- Directed by: Tamara Segura
- Written by: Tamara Segura
- Produced by: Annette Clarke Rohan Fernando
- Cinematography: Deymi D'Atri
- Edited by: Andrea Henriquez Tamara Segura
- Music by: Andrew Sisk
- Production company: National Film Board of Canada
- Release date: April 6, 2024 (Miami);
- Running time: 76 minutes
- Country: Canada
- Languages: English Spanish

= Seguridad =

2024 documentary film

Seguridad is a Canadian documentary film, directed by Tamara Segura and released in 2024. The film is a personal exploration of the life of her father Jorge, examining her discovery of a family secret that provided her with profound new insight into how he became an alcoholic whose propensity toward violent outbursts when drinking had profoundly negative and painful effects on her childhood, ultimately forcing her to estrange herself from him and move to Canada from their native Cuba.

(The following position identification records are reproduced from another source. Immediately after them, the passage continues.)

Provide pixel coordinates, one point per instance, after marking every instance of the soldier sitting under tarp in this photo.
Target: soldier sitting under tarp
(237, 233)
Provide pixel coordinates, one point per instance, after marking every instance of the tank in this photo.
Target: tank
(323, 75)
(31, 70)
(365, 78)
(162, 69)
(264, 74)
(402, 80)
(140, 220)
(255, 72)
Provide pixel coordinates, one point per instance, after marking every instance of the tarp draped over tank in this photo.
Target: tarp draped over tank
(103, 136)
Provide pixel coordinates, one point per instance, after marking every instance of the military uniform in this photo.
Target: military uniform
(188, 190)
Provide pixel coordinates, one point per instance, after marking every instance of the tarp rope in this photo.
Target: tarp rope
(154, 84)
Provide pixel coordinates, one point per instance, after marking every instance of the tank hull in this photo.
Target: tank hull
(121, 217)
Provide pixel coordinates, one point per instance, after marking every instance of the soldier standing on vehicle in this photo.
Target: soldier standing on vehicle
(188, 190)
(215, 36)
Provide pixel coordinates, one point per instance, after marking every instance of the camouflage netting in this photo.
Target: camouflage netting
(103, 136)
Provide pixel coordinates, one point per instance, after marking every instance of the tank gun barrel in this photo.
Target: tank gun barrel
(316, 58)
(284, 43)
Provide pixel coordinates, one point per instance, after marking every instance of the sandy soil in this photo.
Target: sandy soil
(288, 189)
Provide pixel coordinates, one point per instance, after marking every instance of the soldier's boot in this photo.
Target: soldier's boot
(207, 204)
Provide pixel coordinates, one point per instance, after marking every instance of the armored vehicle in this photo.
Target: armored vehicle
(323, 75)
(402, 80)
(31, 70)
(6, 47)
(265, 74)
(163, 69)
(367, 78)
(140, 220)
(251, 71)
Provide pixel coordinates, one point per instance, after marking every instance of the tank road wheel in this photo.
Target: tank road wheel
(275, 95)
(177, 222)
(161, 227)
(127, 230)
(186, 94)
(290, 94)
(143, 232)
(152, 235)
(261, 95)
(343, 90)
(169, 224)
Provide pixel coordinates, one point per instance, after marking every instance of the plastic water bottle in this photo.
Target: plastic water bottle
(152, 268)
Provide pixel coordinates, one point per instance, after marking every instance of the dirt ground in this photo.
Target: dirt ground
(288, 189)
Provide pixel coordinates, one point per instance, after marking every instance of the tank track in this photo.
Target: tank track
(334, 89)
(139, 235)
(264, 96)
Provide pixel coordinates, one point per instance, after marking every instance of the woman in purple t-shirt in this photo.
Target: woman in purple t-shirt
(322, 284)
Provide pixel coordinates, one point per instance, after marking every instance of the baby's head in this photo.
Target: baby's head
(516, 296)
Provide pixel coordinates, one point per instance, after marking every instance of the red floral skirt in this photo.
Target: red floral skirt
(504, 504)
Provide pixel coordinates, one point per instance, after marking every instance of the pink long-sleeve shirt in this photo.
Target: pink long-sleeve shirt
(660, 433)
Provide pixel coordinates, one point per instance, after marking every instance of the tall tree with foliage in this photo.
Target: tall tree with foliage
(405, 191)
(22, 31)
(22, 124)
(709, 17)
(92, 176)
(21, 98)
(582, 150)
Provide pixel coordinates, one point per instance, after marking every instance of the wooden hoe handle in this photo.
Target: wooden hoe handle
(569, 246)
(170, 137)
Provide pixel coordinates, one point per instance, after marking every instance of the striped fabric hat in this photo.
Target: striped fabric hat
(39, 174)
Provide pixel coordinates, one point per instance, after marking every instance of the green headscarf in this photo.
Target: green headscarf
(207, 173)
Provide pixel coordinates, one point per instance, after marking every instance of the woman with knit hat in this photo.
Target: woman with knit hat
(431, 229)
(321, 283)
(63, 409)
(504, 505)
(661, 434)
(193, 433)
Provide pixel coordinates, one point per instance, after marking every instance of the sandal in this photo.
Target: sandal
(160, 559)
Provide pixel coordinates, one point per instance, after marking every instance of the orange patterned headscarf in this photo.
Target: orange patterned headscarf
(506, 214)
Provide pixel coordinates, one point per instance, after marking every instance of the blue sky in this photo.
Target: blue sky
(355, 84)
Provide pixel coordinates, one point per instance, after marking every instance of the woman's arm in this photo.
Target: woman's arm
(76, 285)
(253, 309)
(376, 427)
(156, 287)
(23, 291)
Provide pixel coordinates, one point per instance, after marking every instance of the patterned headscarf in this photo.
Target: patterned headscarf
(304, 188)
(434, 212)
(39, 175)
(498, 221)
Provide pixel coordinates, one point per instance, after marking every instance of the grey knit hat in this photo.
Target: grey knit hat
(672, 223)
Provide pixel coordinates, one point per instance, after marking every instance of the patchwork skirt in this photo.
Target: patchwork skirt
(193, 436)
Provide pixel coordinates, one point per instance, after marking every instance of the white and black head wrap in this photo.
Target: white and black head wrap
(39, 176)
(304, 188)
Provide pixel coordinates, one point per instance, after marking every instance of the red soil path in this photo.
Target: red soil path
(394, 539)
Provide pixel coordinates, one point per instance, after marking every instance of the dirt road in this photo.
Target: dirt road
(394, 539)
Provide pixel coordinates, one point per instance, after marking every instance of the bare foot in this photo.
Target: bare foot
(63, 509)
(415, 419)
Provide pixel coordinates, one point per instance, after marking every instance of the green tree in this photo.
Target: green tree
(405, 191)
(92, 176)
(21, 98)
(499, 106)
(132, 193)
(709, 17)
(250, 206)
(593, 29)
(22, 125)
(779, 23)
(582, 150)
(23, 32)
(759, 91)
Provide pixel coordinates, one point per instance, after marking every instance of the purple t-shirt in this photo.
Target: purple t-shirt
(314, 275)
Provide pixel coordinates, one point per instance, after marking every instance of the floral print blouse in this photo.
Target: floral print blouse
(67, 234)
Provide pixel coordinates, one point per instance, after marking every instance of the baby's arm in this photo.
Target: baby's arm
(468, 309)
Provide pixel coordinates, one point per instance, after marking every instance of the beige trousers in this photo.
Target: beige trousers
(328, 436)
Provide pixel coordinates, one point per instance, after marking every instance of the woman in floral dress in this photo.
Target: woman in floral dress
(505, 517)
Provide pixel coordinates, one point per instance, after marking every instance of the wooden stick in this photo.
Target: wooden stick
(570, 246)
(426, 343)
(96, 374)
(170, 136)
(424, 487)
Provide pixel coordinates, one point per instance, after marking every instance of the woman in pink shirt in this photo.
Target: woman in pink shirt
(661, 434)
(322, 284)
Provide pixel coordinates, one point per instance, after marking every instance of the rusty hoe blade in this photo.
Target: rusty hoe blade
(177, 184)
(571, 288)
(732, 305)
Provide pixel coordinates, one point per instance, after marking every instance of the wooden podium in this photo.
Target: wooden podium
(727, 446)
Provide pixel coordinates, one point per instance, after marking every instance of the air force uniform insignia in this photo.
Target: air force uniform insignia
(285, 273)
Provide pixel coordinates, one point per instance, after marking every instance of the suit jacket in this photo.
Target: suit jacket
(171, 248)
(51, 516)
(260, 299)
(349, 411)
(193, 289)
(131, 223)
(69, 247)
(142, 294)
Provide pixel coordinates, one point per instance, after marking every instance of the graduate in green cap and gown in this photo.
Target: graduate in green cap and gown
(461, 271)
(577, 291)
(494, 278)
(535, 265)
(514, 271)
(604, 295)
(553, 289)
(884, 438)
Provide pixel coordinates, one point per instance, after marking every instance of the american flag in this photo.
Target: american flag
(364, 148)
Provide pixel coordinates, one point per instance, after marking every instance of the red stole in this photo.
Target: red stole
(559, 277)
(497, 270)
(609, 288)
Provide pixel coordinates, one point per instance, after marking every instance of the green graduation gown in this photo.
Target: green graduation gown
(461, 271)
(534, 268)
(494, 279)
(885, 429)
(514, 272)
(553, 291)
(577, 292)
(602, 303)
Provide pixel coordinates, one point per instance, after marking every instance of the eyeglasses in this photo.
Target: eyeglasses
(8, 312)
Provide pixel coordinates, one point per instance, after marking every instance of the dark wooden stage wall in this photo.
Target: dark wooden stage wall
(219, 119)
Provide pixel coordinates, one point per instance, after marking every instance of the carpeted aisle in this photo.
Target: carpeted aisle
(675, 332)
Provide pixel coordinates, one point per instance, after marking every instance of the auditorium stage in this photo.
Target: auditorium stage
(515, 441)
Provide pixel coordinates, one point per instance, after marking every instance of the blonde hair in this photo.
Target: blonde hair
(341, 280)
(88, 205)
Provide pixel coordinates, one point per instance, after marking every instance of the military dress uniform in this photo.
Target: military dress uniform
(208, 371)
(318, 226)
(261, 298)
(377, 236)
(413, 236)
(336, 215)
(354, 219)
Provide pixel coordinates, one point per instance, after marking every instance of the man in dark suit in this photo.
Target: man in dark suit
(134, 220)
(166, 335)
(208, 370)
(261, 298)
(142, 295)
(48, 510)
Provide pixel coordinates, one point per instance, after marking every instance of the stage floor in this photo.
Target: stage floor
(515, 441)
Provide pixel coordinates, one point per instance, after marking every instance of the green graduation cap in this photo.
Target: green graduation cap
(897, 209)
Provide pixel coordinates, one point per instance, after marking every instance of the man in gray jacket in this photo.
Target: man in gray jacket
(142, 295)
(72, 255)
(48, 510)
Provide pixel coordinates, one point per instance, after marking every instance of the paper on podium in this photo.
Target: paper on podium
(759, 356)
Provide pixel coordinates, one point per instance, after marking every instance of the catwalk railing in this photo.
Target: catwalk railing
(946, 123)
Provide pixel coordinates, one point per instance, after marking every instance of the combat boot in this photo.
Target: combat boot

The film premiered on April 6, 2024, at the Miami International Film Festival, and had its Canadian premiere on April 29 at the Hot Docs Canadian International Documentary Festival.

==Awards==
It was longlisted for the 2024 Jean-Marc Vallée DGC Discovery Award.

At the 2024 Atlantic International Film Festival, the film won the award for Best Atlantic Canadian Documentary.